VTune Profiler¶
Introduction¶
VTune Profiler performance profiler is a commercial application for software performance analysis of 32 and 64-bit x86-based machines. It's among a range of Intel tools that are installed and available at CERN through CVMFS. Since the compilers and performance tools are installed on CVMFS, they are available from any CVMFS-enabled Linux machine at CERN.
Starting VTune¶
The basic usage requires sourcing the necessary setup script and passing your executable to vtune (historically amplxe-cl). In practice, this means:
# Setup Intel Tools
# Do this before running asetup to avoid python clashes
source /cvmfs/projects.cern.ch/intelsw/oneAPI/linux/all-setup.sh;
# Setup the latest 24.0 Athena nightly for Reco_tf.py
lsetup "asetup Athena,24.0,latest"
# Run a q445 job to generate the pickle file (to avoid profiling the configuration step)
ATHENA_CORE_NUMBER=1 Reco_tf.py \
--CA \
--AMI q445 \
--maxEvents -1 \
--multithreaded="True" \
--conditionsTag="$(python -c 'from AthenaConfiguration.TestDefaults import defaultConditionsTags; print(defaultConditionsTags.RUN3_MC)')" \
--outputAODFile="myAOD.MT.pool.root" \
--perfmon=none \
--athenaopts="--config-only=reco_q445.pkl"
# Run profiling
vtune -no-follow-child -mrte-mode=native -collect hotspots -- \
"$(which python)" "$(which athena.py)" \
--preloadlib="$ATLASMKLLIBDIR_PRELOAD/libintlc.so.5:$ATLASMKLLIBDIR_PRELOAD/libimf.so" \
reco_q445.pkl
Note
May 20, 2021: With VTune 2021.2+ and Python 3.7+, trying to profile a python job that would use cppyy (so all athena.py jobs...) makes the process hang. (See ATLINFR-4105 for a more detailed description of the problem.) To circumvent that issue, the -mrte-mode flag, as shown above, is needed.
This should produce a folder called r000hs and a file called r000hs.vtune therein, which contains the profiling output. The results can be visualized using the GUI via:
# Invoke the GUI for visualization
vtune-gui r000hs/r000hs.vtune

It is also possible to create call-graphs using VTune output.

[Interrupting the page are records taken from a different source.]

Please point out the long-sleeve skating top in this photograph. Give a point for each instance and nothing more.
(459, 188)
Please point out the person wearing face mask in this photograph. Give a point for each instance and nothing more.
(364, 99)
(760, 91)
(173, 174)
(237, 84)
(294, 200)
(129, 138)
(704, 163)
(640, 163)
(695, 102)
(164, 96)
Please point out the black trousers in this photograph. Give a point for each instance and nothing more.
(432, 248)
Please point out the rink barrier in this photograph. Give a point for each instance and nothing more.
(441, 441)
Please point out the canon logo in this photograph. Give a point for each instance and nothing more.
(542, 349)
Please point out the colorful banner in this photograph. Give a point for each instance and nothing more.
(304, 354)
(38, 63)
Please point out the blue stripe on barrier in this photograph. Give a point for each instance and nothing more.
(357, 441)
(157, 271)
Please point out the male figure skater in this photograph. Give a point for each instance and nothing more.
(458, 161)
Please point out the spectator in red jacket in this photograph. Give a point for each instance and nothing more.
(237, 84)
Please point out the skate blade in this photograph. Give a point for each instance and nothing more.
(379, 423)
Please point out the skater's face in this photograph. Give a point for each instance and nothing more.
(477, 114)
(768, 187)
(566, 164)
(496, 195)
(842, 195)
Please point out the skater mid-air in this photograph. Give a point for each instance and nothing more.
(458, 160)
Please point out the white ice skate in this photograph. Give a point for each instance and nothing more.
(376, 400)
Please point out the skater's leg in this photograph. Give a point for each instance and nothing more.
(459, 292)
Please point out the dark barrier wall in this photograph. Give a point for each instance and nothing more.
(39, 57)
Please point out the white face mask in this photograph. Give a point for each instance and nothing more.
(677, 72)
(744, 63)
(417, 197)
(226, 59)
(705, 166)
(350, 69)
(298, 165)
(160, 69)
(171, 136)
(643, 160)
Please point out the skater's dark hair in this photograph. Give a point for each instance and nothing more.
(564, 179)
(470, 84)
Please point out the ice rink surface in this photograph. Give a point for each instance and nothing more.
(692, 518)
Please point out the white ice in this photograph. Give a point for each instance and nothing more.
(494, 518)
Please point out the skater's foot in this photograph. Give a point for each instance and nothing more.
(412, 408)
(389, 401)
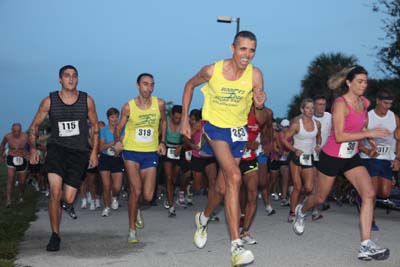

First, you need to obtain a Python script called gprof2dot from this GitHub project and then:
vtune -report gprof-cc -result-dir output -format text -report-output output.txt
gprof2dot.py -f axe output.txt | dot -Tpng -o output.png
--strip and --color-nodes-by-selftime. The last one gives what GPerfTool normally does, and the first strips the full variables' names in functions.
More useful information can be obtained at:
Software vs Hardware Event-based sampling¶
If you're running a Hotspots analysis, vtune uses software-based sampling by default. If you have an Intel chip and install sep drivers (as root) as described on this webpage, you can enable hardware-based sampling by:
vtune -mrte-mode=native -collect hotspots -knob sampling-mode=hw ...;
Profiling a list of specific algorithms or a range of events in Athena jobs¶
We have a service called PerfMonVTune that allows users to profile either a list of specific algorithms or a range of events in Athena jobs. The current implementation doesn't allow mixing these two (i.e. profiling a specific algorithm in a range of events) but that can be easily provided if there is demand.
PerfMonVTune isn't built as part of nightlies since it relies on VTune which is not provided by default. However, the user can clone the package and easily compile it on top of VTune + a master Athena nightly as:
source /cvmfs/projects.cern.ch/intelsw/oneAPI/linux/all-setup.sh;
lsetup "asetup Athena,main,latest" "git";
git atlas init-workdir https://:@gitlab.cern.ch:8443/atlas/athena.git -p PerfMonVTune;
mkdir build; cd build;
cmake ../athena/Projects/WorkDir; cmake --build .;
source x86_64-*/setup.sh; cd ..;
from PerfMonVTune.PerfMonVTuneConfig import VTuneProfilerServiceCfg
cfg.merge(VTuneProfilerServiceCfg(flags, ResumeEvent=5, PauseEvent=15))
which will profile the entire job between the 5th (inclusive) and 15th (exclusive) events. Of course, this makes sense in either a serial or a single-threaded Athena job. For multi-threaded jobs, depending on the configuration, you might get contributions from other parallel events in flight (VTune profiles the entire process).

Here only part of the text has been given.